UK health chiefs have said the questionnaire is a key reason they are pursuing a “centralised” design despite privacy campaigners’ protests.
Germany ditched that model in April.
And on Wednesday Chancellor Angela Merkel said there would be a “much higher level of acceptance” for a decentralised approach, which is designed to offer a higher degree of anonymity.
Automated contact tracing uses smartphones to register when their owners are in close proximity for significant amounts of time.
If someone is later found to have the virus, a warning can be sent to others they may have infected, telling them to get tested themselves and possibly go into quarantine.
In the centralised model, the contact-matching happens on a remote computer server.
And the UK’s National Cyber Security Centre has said this will enable it to catch attackers trying to abuse the self-diagnosis system.
By contrast, the decentralised version carries out the process on the phones themselves.
And there is no central database that could be used to re-identify individuals and reveal with whom they had had spent time.
BBC News technology correspondent Rory Cellan-Jones said: “The NHS is taking a big gamble in choosing to alert app users when they have been in contact with someone who has merely reported symptoms.
“It could make the app fast and effective – or it could mean users become exasperated by a blizzard of false alarms.”
Ms Merkel said SAP and Deutsche Telekom – which are co-developing Germany’s app – were waiting for Google and Apple to release a software interface before they could complete their work.
And BBC News has learned the two US technology companies plan to release the finished version of their API (application programming interface) as soon as Thursday.
False alerts
Details of Germany’s Corona-Warn-App published on the code-sharing site Github say it depends solely on medical test results to “avoid misuse”.
Those who test positive will be given a verification code that must be entered into the app before it anonymously flags them as being a risk to others.
Germany has led the way in testing in Europe and currently has capacity to analyse about 838,000 samples per week.
The UK is catching up – but scientists advising the NHS say they can save more lives by also drawing on self-diagnosis data.
“Speed is of the essence,” Prof Christophe Fraser, of the Oxford Big Data Institute, said last week.
It can take several days to obtain Covid-19 test results.
And self-reported symptoms can be acted on instantly.

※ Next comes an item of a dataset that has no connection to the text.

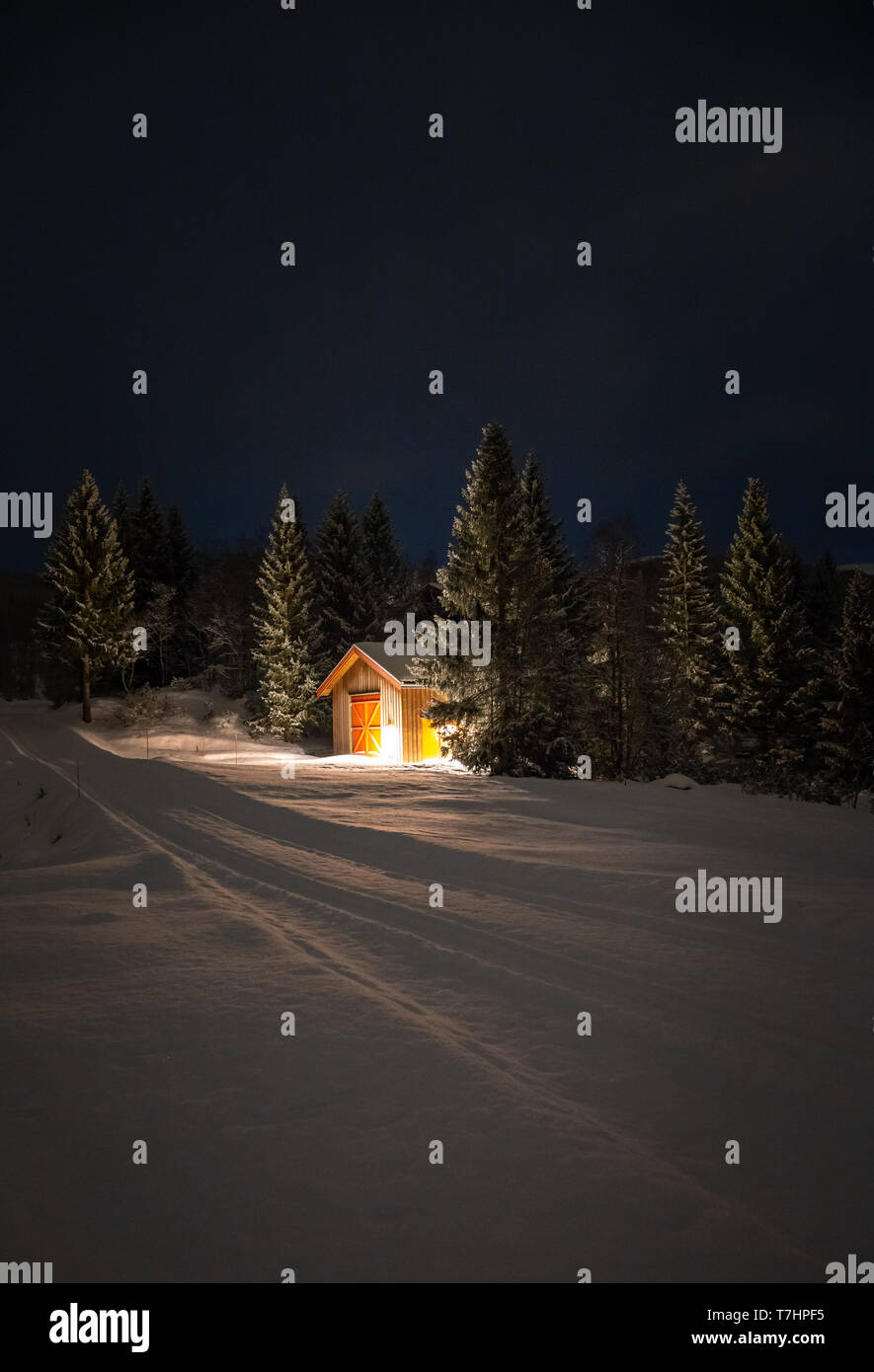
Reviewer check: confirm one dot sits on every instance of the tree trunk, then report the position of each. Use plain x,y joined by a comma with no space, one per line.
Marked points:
85,692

But an ethics advisory board advising Health Secretary Matt Hancock on the app has warned too many resulting “false positive alerts could undermine trust in the app and cause undue stress to users”.
The NHS is currently trialling its app on the Isle of Wight.
There have been reports of some suspected false alerts.
But a Department of Health spokeswoman said this had been expected.
“In a matter of days, more than 50,000 people have downloaded the app with overwhelmingly positive feedback,” she told BBC News.
“But as with all new technologies, there will be issues that need to be resolved in how it works, which is why it is being trialled before a national rollout.”
The NHS is also exploring use of the Apple-Google API, which would entail a switch to the decentralised model.
But it intends to offer users the centralised version first, unless plans to complete the rollout within a fortnight go awry.
One sticking point could be calls for limits on how the data is used – possibly requiring a new law.
That would avoid the risk of a repeat of the situation in Norway, where the local data protection watchdog has accused the country’s health authority of failing to carry out a proper risk assessment of a centralised contact-tracing app.